Capita ormai soventemente di imbattersi in “discorsi da bar” in cui l’argomento centrale sia il mondo delle criptovalute.

Fatta questa premessa è bene ricordare come con la Legge di Bilancio del 2023 il legislatore abbia colmato il vuoto normativo esistente e abbia definitivamente diradato le incertezze sugli obblighi per i detentori. Sono stati istituiti infatti obblighi specifici, sia nel dichiarare le criptovalute di cui si è in possesso (che riguardano le plusvalenze al superamento di una certa soglia) sia dal punto di vista del monitoraggio fiscale. Per il fisco italiano le cryptovalute sono valute virtuali, cioè dei mezzi digitali di scambio. Tradotto, significa che queste valute non esistono in forma fisica e quindi si generano e si scambiano esclusivamente per via telematica. Si tratta quindi di valuta “nascosta”, nel senso che è visibile e utilizzabile solo grazie ad un determinato codice informatico, ossia le cosiddette “chiavi di accesso”.

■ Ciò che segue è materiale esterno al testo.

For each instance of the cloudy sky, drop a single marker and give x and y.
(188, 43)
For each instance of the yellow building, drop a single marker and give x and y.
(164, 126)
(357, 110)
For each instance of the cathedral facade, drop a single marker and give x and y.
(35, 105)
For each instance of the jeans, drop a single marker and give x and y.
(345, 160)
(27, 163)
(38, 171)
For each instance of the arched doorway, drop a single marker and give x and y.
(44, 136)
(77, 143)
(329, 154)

Le valute digitali sono considerate alla stregua delle valute estere e, in quanto strumenti finanziari che possono generare reddito diverso, sono sottoposte a tassazione in base all’art 67 del TUIR (Testo Unico delle Imposte sui Redditi). E qui sorge l’obbligo: se mi diletto a scambiare cryptoattività e realizzo un guadagno (plusvalenza), tra il costo di acquisto e il prezzo di vendita, va tassato in base all’art.67 del TUIR, ovvero con un aliquota del 26%, sempre se questa differenza non supera nel periodo di imposta la franchigia di Euro 2.000,00. Ai fini del calcolo occorrerà documentare con attenzione il costo o il valore di acquisto delle cripto-attività per evitare discrepanze fiscali. In assenza di documentazione, il costo si presumerà pari a zero, e dunque tutto il prezzo di cessione verrà considerato plusvalenza.

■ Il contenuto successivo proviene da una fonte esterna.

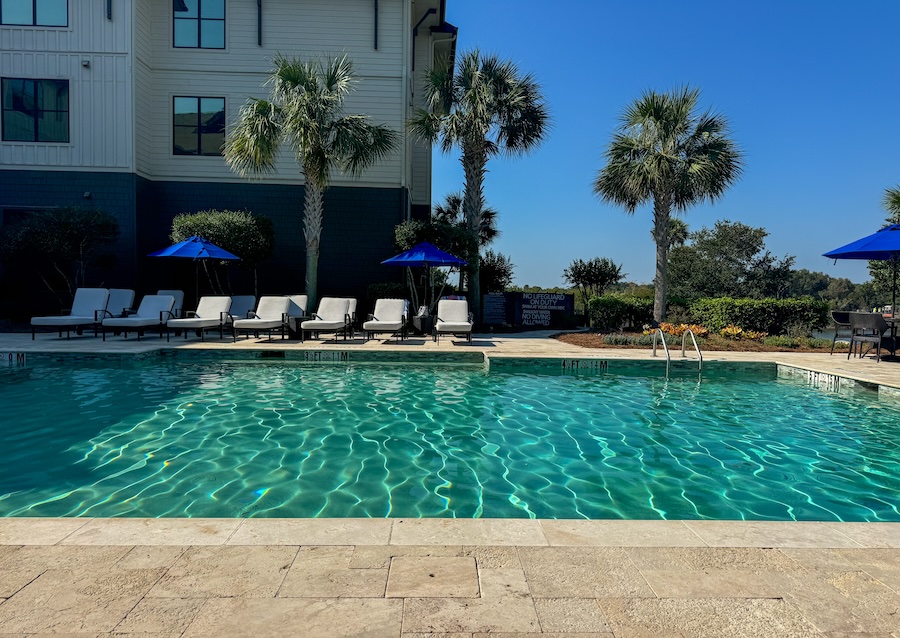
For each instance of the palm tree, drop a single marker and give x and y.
(666, 152)
(486, 107)
(305, 112)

Operata la parte che ritengo (dalla mia personale esperienza) più complicata, cioè quella di ricostruire i vari portafogli e le diverse operazioni di scambio e realizzo, si passa all’obbligo dichiarativo, diventato oramai piuttosto semplice ed intuitivo. Da quest’anno partono le novità della riforma fiscale. Tra queste, quella che prevede l’ingresso dell’imposta sostitutiva sulle criptovalute, e in generale sulle cripto-attività, nel nuovo quadro W del modello dichiarativo 730 che permetterà di assolvere anche agli obblighi di monitoraggio fiscale. Di conseguenza, non sarà più necessario presentare il precedente quadro RW, e sarà dunque il nuovo quadro W ad ospitare le attività cripto-attività detenute attraverso “portafogli”, “conti digitali” o altri sistemi di archiviazione o conservazione ai fini del calcolo delle relative imposte, semplificando le modalità di dichiarazione.

In conclusione, tralasciando la mia scettica opinione personale sull’opportunità di investirci, è bene che l’approccio alle cryptoattività, seppur dilettevole, sia consapevole degli obblighi che potrebbero scaturirne, diversamente “giocarci” potrebbe diventare rischioso anche solo e soltanto per le sanzioni a cui si andrebbe incontro violando gli obblighi fiscali.